Nicht nur hübsch anzusehen, sondern ab nächsten Dienstag gänzlich ohne rote Zahlen: die Stadt Offenburg. Foto: Seeger

Am 20. Mai wird die Schuldenuhr auf null springen. Größte Kommune ohne Defizit in Baden-Württemberg.

Offenburg - Die Rechnung geht schneller auf als geplant: Das badische Offenburg befreit sich von finanziellen Rückständen.
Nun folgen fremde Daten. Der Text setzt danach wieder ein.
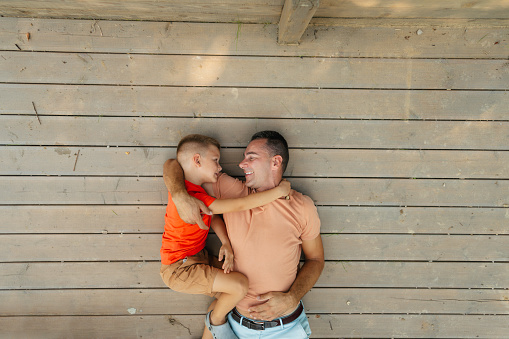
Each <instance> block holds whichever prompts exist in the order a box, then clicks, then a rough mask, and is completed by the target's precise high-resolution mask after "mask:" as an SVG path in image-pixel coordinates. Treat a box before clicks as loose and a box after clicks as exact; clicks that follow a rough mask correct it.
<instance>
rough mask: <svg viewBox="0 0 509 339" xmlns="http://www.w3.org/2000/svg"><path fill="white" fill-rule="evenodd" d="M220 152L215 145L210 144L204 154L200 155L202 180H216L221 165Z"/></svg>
mask: <svg viewBox="0 0 509 339" xmlns="http://www.w3.org/2000/svg"><path fill="white" fill-rule="evenodd" d="M219 158H220V153H219V150H218V149H217V147H216V146H212V145H210V146H209V148H208V150H207V153H206V154H205V156H202V157H201V165H202V173H203V175H204V182H216V181H217V177H218V176H219V172H221V166H220V165H219Z"/></svg>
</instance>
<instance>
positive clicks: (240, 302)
mask: <svg viewBox="0 0 509 339" xmlns="http://www.w3.org/2000/svg"><path fill="white" fill-rule="evenodd" d="M251 193H253V190H251V189H249V188H248V187H247V186H246V185H245V184H244V182H243V181H240V180H237V179H234V178H232V177H229V176H228V175H226V174H222V175H221V176H220V177H219V178H218V181H217V183H216V184H215V185H214V195H215V196H216V197H217V198H218V199H228V198H239V197H243V196H246V195H248V194H251ZM223 218H224V220H225V222H226V229H227V230H228V236H229V237H230V242H231V244H232V248H233V253H234V254H235V259H234V264H235V266H234V270H235V271H239V272H241V273H243V274H245V275H246V276H247V278H248V280H249V291H248V294H247V296H246V297H245V298H244V299H242V300H241V301H240V302H239V303H238V304H237V308H239V309H240V310H242V311H246V310H247V309H248V308H249V307H250V306H253V305H257V304H260V303H263V302H265V301H258V300H256V297H257V296H258V295H260V294H264V293H267V292H272V291H278V292H287V291H288V290H289V289H290V287H291V286H292V284H293V282H294V281H295V278H296V277H297V266H298V264H299V261H300V255H301V250H302V246H301V244H302V241H303V240H312V239H315V238H316V237H317V236H319V235H320V219H319V217H318V212H317V210H316V207H315V205H314V203H313V200H311V198H309V197H308V196H306V195H304V194H301V193H299V192H297V191H294V190H291V191H290V199H289V200H286V199H284V198H281V199H277V200H275V201H273V202H271V203H269V204H267V205H263V206H261V207H257V208H253V209H251V210H247V211H240V212H231V213H225V214H223Z"/></svg>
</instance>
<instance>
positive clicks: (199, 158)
mask: <svg viewBox="0 0 509 339" xmlns="http://www.w3.org/2000/svg"><path fill="white" fill-rule="evenodd" d="M192 159H193V164H194V165H195V166H196V167H201V155H200V153H196V154H195V155H193V158H192Z"/></svg>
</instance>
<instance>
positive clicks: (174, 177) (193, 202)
mask: <svg viewBox="0 0 509 339" xmlns="http://www.w3.org/2000/svg"><path fill="white" fill-rule="evenodd" d="M163 179H164V184H165V185H166V188H168V192H170V194H171V198H172V200H173V202H174V203H175V206H176V207H177V212H178V214H179V217H180V219H182V220H184V221H185V222H187V223H188V224H198V226H200V228H201V229H204V230H207V229H208V227H207V226H205V223H204V222H203V219H202V217H201V215H200V211H202V212H203V213H205V214H211V213H210V210H209V209H208V207H207V206H206V205H205V204H204V203H203V202H202V201H201V200H198V199H196V198H194V197H191V196H190V195H189V194H188V193H187V190H186V186H185V184H184V171H183V170H182V167H181V166H180V164H179V163H178V161H177V160H175V159H168V160H167V161H166V162H165V163H164V166H163Z"/></svg>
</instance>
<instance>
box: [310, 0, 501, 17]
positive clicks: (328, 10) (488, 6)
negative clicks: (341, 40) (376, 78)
mask: <svg viewBox="0 0 509 339" xmlns="http://www.w3.org/2000/svg"><path fill="white" fill-rule="evenodd" d="M315 16H316V17H327V18H330V17H337V18H345V17H353V18H356V17H374V18H380V17H396V18H398V17H399V18H508V17H509V3H508V2H507V1H497V0H485V1H480V2H472V1H468V0H453V1H448V2H447V3H444V2H443V1H440V0H431V1H426V2H422V1H419V0H404V1H403V0H389V1H383V2H375V3H373V2H369V1H368V2H366V1H363V0H349V1H337V0H325V1H322V2H321V4H320V7H319V9H318V11H317V13H316V14H315Z"/></svg>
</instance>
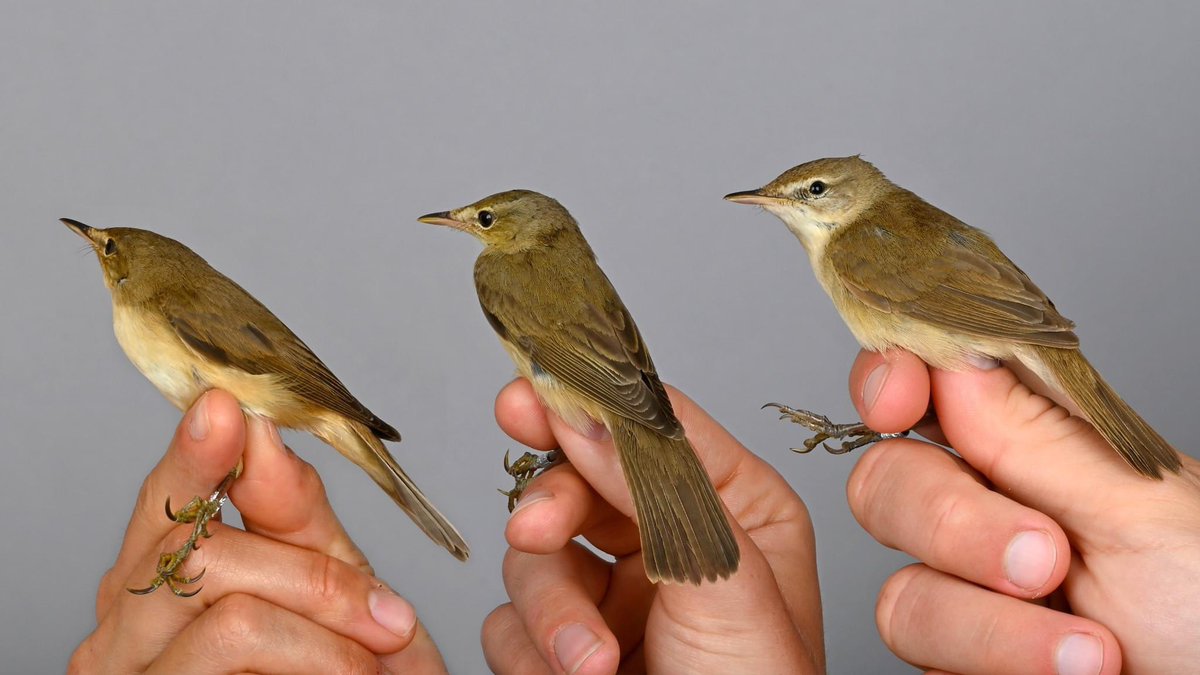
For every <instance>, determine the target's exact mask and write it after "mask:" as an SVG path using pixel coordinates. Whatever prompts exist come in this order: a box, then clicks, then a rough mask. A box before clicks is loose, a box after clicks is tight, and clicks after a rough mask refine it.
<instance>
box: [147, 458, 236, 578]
mask: <svg viewBox="0 0 1200 675" xmlns="http://www.w3.org/2000/svg"><path fill="white" fill-rule="evenodd" d="M239 476H241V460H238V466H236V467H234V470H233V471H230V472H229V474H228V476H226V477H224V479H223V480H221V484H220V485H217V488H216V490H214V491H212V494H211V495H209V498H206V500H204V498H200V497H192V501H190V502H187V506H185V507H184V508H181V509H179V510H178V512H172V510H170V497H167V504H166V508H167V518H169V519H170V520H172V521H174V522H191V524H192V533H191V536H190V537H188V538H187V540H186V542H184V545H182V546H180V548H179V549H178V550H175V551H173V552H166V554H162V555H160V556H158V566H157V568H156V569H155V572H156V573H157V574H156V577H155V578H154V580H151V581H150V585H149V586H146V587H145V589H126V590H127V591H128V592H131V593H133V595H137V596H144V595H146V593H152V592H155V591H156V590H158V586H162V585H166V586H167V587H168V589H170V592H172V593H175V595H176V596H179V597H181V598H190V597H192V596H194V595H196V593H199V592H200V590H202V589H203V586H202V587H200V589H196V590H194V591H185V590H184V589H182V586H190V585H192V584H196V583H197V581H199V580H200V579H203V578H204V571H203V569H202V571H200V573H199V574H197V575H196V577H184V575H182V574H181V573H180V568H181V567H182V566H184V563H185V562H187V558H188V556H191V555H192V551H194V550H196V549H198V548H200V544H199V539H200V538H202V537H203V538H205V539H206V538H209V537H211V536H212V533H211V532H209V521H211V520H212V519H214V518H216V515H217V514H218V513H221V507H223V506H224V502H226V498H227V497H228V496H229V486H230V485H233V482H234V480H236V478H238V477H239Z"/></svg>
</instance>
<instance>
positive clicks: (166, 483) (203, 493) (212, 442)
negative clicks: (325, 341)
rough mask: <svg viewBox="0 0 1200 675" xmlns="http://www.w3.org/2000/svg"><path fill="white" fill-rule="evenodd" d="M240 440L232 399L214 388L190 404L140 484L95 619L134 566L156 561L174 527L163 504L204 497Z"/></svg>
mask: <svg viewBox="0 0 1200 675" xmlns="http://www.w3.org/2000/svg"><path fill="white" fill-rule="evenodd" d="M245 440H246V425H245V418H244V417H242V413H241V407H239V405H238V400H236V399H234V398H233V396H232V395H229V394H227V393H226V392H221V390H217V389H214V390H210V392H206V393H204V394H203V395H200V398H199V399H197V401H196V402H194V404H192V407H191V410H188V411H187V413H186V414H185V416H184V418H182V419H181V420H180V423H179V426H178V428H176V429H175V437H174V438H172V442H170V446H168V448H167V454H166V455H163V458H162V459H161V460H160V461H158V464H157V465H156V466H155V467H154V470H151V471H150V474H149V476H146V479H145V482H144V483H143V484H142V489H140V490H139V492H138V498H137V502H136V504H134V507H133V514H132V515H131V516H130V524H128V526H127V527H126V530H125V539H124V542H122V543H121V550H120V552H119V554H118V556H116V562H115V563H113V568H112V569H110V571H109V572H108V573H107V574H106V575H104V580H103V581H102V583H101V586H100V593H98V596H97V599H96V616H97V619H101V617H103V616H104V614H107V613H108V608H109V607H110V605H112V599H113V597H114V596H115V593H119V592H125V590H124V589H125V587H124V585H122V584H124V581H125V580H126V579H128V577H130V574H131V573H132V571H133V569H134V567H136V566H139V565H142V563H143V562H144V561H145V560H146V558H148V557H156V554H157V552H158V548H160V545H161V543H162V539H163V537H166V536H167V533H168V532H170V531H172V530H173V528H174V527H176V524H175V522H173V521H172V520H170V519H168V518H167V514H166V513H164V508H163V506H164V504H166V503H167V500H168V498H170V503H172V504H174V507H175V508H178V507H181V506H184V504H185V503H187V501H188V500H190V498H192V497H193V496H197V495H199V496H203V497H208V496H209V494H211V492H212V490H214V488H215V486H216V485H217V484H218V483H220V482H221V480H222V479H223V478H224V477H226V476H227V474H228V473H229V471H232V470H233V468H234V466H235V465H236V464H238V456H239V455H241V450H242V447H244V446H245Z"/></svg>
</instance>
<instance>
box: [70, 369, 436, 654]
mask: <svg viewBox="0 0 1200 675" xmlns="http://www.w3.org/2000/svg"><path fill="white" fill-rule="evenodd" d="M239 456H244V461H245V471H244V473H242V476H241V478H239V479H238V480H236V482H235V483H234V486H233V488H232V490H230V492H229V496H230V500H232V501H233V503H234V504H235V506H236V507H238V509H239V512H240V513H241V514H242V519H244V521H245V526H246V528H245V530H239V528H235V527H229V526H226V525H223V524H220V522H216V521H214V522H212V524H210V526H209V527H210V530H211V531H212V532H214V534H216V536H214V537H212V538H210V539H203V540H202V543H200V548H199V549H198V550H197V551H196V552H194V554H193V555H192V557H191V558H190V560H188V562H187V565H186V569H185V572H186V573H187V574H197V573H199V571H200V569H202V568H204V567H206V568H208V573H206V575H205V577H204V579H203V580H202V581H200V583H202V584H203V585H204V590H203V592H202V593H199V595H197V596H196V597H193V598H188V599H184V601H181V599H179V598H176V597H174V596H170V595H168V593H154V595H150V596H133V595H130V593H127V592H126V591H125V589H126V587H130V586H139V585H144V580H145V579H146V578H148V575H150V574H151V572H152V571H154V569H155V566H156V561H157V557H158V554H160V551H163V550H173V549H174V548H178V546H179V544H180V542H182V540H184V539H185V538H186V537H187V534H188V533H190V526H187V525H176V524H173V522H170V521H169V520H167V519H166V518H164V516H163V512H162V509H163V502H164V501H166V498H167V496H172V497H173V500H175V501H181V500H186V498H187V496H190V495H193V494H204V492H206V491H208V490H210V489H211V486H212V485H214V484H216V483H217V482H220V480H221V478H222V477H224V476H226V474H227V473H228V472H229V470H230V468H232V467H233V466H234V465H236V464H238V459H239ZM382 669H386V670H388V671H394V673H401V671H403V673H445V667H444V664H443V663H442V657H440V655H439V653H438V650H437V646H436V645H434V644H433V641H432V639H431V638H430V635H428V633H427V632H426V631H425V629H424V627H421V625H420V622H419V621H418V619H416V615H415V611H414V610H413V608H412V605H410V604H409V603H408V602H407V601H404V599H403V598H401V597H400V596H397V595H395V593H394V592H392V591H391V590H389V587H388V586H386V585H384V584H383V583H382V581H380V580H379V579H377V578H376V577H373V572H372V569H371V566H370V563H368V562H367V560H366V557H364V555H362V552H361V551H360V550H359V548H358V546H356V545H355V544H354V542H352V540H350V538H349V537H348V536H347V533H346V531H344V530H343V528H342V526H341V524H340V522H338V520H337V516H336V515H335V514H334V510H332V508H331V507H330V504H329V501H328V500H326V497H325V491H324V488H323V486H322V483H320V478H319V477H318V476H317V473H316V471H313V468H312V466H310V465H308V464H306V462H304V461H302V460H300V459H299V458H296V455H295V454H293V453H292V452H290V450H289V449H287V448H286V447H284V446H283V444H282V442H281V441H280V436H278V431H277V430H276V429H275V428H274V425H271V424H270V423H268V422H264V420H262V419H260V418H257V417H253V416H250V417H248V418H247V417H246V416H244V413H242V411H241V408H240V407H239V405H238V401H236V400H234V399H233V398H232V396H230V395H228V394H226V393H224V392H220V390H212V392H209V393H208V394H205V395H204V396H203V398H202V399H200V400H199V401H198V402H197V404H196V405H193V406H192V408H191V410H190V411H188V412H187V413H186V414H185V417H184V419H182V422H181V423H180V426H179V429H178V431H176V432H175V437H174V438H173V441H172V443H170V446H169V448H168V450H167V453H166V455H164V456H163V459H162V460H161V461H160V462H158V465H157V466H156V467H155V468H154V471H151V473H150V474H149V476H148V477H146V480H145V483H144V484H143V486H142V490H140V492H139V495H138V501H137V503H136V506H134V509H133V514H132V518H131V519H130V525H128V528H127V530H126V533H125V540H124V542H122V544H121V550H120V554H119V555H118V557H116V561H115V563H114V565H113V568H112V569H109V571H108V572H107V573H106V574H104V577H103V579H102V580H101V584H100V589H98V592H97V595H96V629H95V631H94V632H92V633H91V634H90V635H88V638H86V639H84V641H83V643H82V644H80V645H79V647H78V649H77V650H76V652H74V653H73V655H72V658H71V663H70V665H68V671H70V673H118V671H120V673H134V671H136V673H184V671H186V673H211V674H218V673H221V674H224V673H244V671H258V673H313V671H320V673H377V671H380V670H382Z"/></svg>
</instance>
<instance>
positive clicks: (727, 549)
mask: <svg viewBox="0 0 1200 675" xmlns="http://www.w3.org/2000/svg"><path fill="white" fill-rule="evenodd" d="M608 428H610V430H611V431H612V436H613V442H614V444H616V446H617V453H618V455H619V458H620V466H622V468H623V470H624V472H625V483H626V484H628V485H629V491H630V494H631V495H632V497H634V506H635V508H636V510H637V525H638V530H640V531H641V537H642V557H643V563H644V565H646V574H647V577H649V579H650V581H660V580H661V581H679V583H682V581H689V583H692V584H700V583H701V581H704V580H708V581H715V580H716V579H725V578H727V577H728V575H730V574H732V573H733V572H736V571H737V568H738V562H739V560H740V551H739V550H738V544H737V540H736V539H734V538H733V531H732V530H731V528H730V524H728V520H727V519H726V518H725V512H724V510H722V508H721V501H720V498H719V497H718V496H716V490H715V489H714V488H713V483H712V480H709V478H708V473H706V472H704V467H703V466H701V464H700V459H698V458H697V456H696V452H695V450H694V449H692V448H691V444H690V443H688V440H686V438H678V440H674V438H667V437H665V436H661V435H659V434H656V432H654V431H653V430H650V429H647V428H646V426H642V425H641V424H637V423H636V422H632V420H629V419H624V418H613V419H610V420H608Z"/></svg>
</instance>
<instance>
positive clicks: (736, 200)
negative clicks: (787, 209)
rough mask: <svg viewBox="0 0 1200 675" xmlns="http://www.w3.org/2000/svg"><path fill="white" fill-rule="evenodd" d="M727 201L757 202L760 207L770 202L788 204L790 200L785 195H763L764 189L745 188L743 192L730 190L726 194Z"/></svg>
mask: <svg viewBox="0 0 1200 675" xmlns="http://www.w3.org/2000/svg"><path fill="white" fill-rule="evenodd" d="M725 199H726V201H727V202H733V203H734V204H757V205H760V207H767V205H770V204H786V203H787V202H788V201H787V199H786V198H784V197H772V196H770V195H763V193H762V190H745V191H743V192H730V193H728V195H726V196H725Z"/></svg>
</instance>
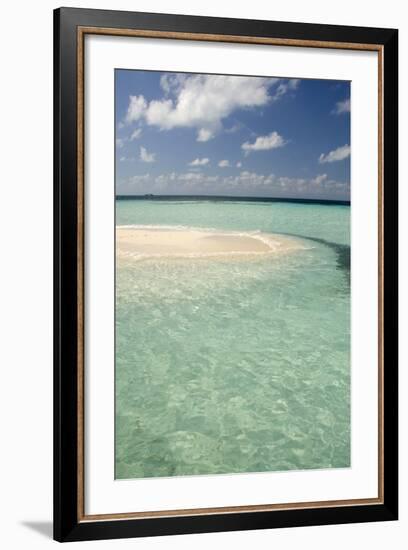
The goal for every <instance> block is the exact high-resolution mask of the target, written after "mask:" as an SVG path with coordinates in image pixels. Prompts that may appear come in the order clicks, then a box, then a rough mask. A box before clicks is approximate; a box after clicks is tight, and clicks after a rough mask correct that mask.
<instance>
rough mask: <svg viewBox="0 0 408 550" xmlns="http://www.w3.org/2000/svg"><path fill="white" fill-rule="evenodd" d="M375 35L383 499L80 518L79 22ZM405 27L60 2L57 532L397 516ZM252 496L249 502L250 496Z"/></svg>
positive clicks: (54, 176)
mask: <svg viewBox="0 0 408 550" xmlns="http://www.w3.org/2000/svg"><path fill="white" fill-rule="evenodd" d="M80 27H99V28H110V29H116V30H117V31H118V32H119V31H120V30H121V29H122V30H124V29H139V30H149V31H162V32H171V33H189V34H191V33H192V34H194V33H199V34H206V35H207V34H211V35H217V36H238V37H239V36H242V37H265V38H273V39H282V40H297V41H310V42H311V43H313V42H324V43H330V42H336V43H345V44H369V45H370V44H373V45H378V46H380V47H381V50H382V55H383V79H382V92H383V111H382V112H383V133H382V151H383V156H382V159H383V163H382V173H383V226H382V233H383V240H382V243H383V271H382V285H383V287H382V296H383V357H384V370H383V385H382V391H383V401H382V403H383V406H382V413H383V414H382V426H383V471H382V480H383V494H382V499H381V502H378V503H371V504H358V505H350V506H345V505H339V506H335V505H334V506H328V507H325V506H319V507H314V506H313V505H311V506H310V507H308V508H307V507H306V508H305V507H303V508H298V509H297V508H296V507H295V508H294V509H282V510H279V509H277V510H271V511H269V510H267V511H246V512H245V513H242V512H228V513H213V514H202V515H194V514H192V515H178V516H177V515H172V516H169V517H149V518H129V519H126V518H123V519H120V520H117V519H115V520H109V519H102V520H99V519H98V520H94V521H93V520H82V519H81V514H80V511H79V508H80V506H81V502H80V499H79V497H78V495H79V492H80V490H79V483H81V482H83V480H82V481H81V480H80V481H78V479H79V478H78V472H79V462H80V460H81V458H80V455H79V453H78V425H79V422H80V421H81V419H80V418H78V415H79V413H78V407H77V404H78V399H79V398H78V395H79V393H78V390H79V387H80V384H81V380H80V377H79V376H78V370H77V364H78V351H79V346H80V345H81V344H80V340H79V337H78V335H79V334H80V331H81V330H82V327H80V326H79V322H78V316H77V304H78V300H79V299H80V295H81V289H80V288H78V277H77V275H78V262H79V259H80V258H79V257H80V250H79V248H78V224H79V221H80V220H79V219H78V200H79V199H80V197H79V191H78V162H79V159H78V121H77V112H78V101H79V100H80V98H79V97H78V86H77V85H78V65H77V61H78V57H77V52H78V49H77V46H78V28H80ZM397 167H398V31H397V30H395V29H381V28H365V27H345V26H335V25H320V24H319V25H317V24H316V25H315V24H303V23H287V22H274V21H256V20H242V19H225V18H212V17H196V16H185V15H167V14H154V13H135V12H121V11H106V10H88V9H76V8H60V9H57V10H55V12H54V325H55V329H54V538H55V539H56V540H57V541H60V542H62V541H78V540H93V539H107V538H123V537H145V536H158V535H170V534H181V533H203V532H217V531H235V530H247V529H269V528H276V527H290V526H307V525H318V524H341V523H352V522H370V521H389V520H396V519H397V517H398V411H397V393H398V372H397V364H398V357H397V349H398V341H397V338H398V314H397V311H398V308H397V300H398V294H397V293H398V291H397V288H398V279H397V277H398V264H397V262H398V258H397V254H398V252H397V250H398V237H397V226H398V181H397V178H398V168H397ZM243 504H245V503H243Z"/></svg>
Seit dem Jahr 2000 baut die Stadt am Oberrhein ihre Schulden ab. Jeden Tag seien es 358.200 Euro, sagt Finanzbürgermeister Christoph Jopen (SPD). Er ist kurz vor dem Ziel. Am Dienstag wird Offenburg schuldenfrei – und damit die größte schuldenfreie Kommune in Baden-Württemberg. Die Stadt mit ihren knapp 59.000 Einwohnern kommt fünf Jahre früher raus aus den Schulden als ursprünglich gedacht – und ist ein Beispiel für gelungene Kommunalfinanzen.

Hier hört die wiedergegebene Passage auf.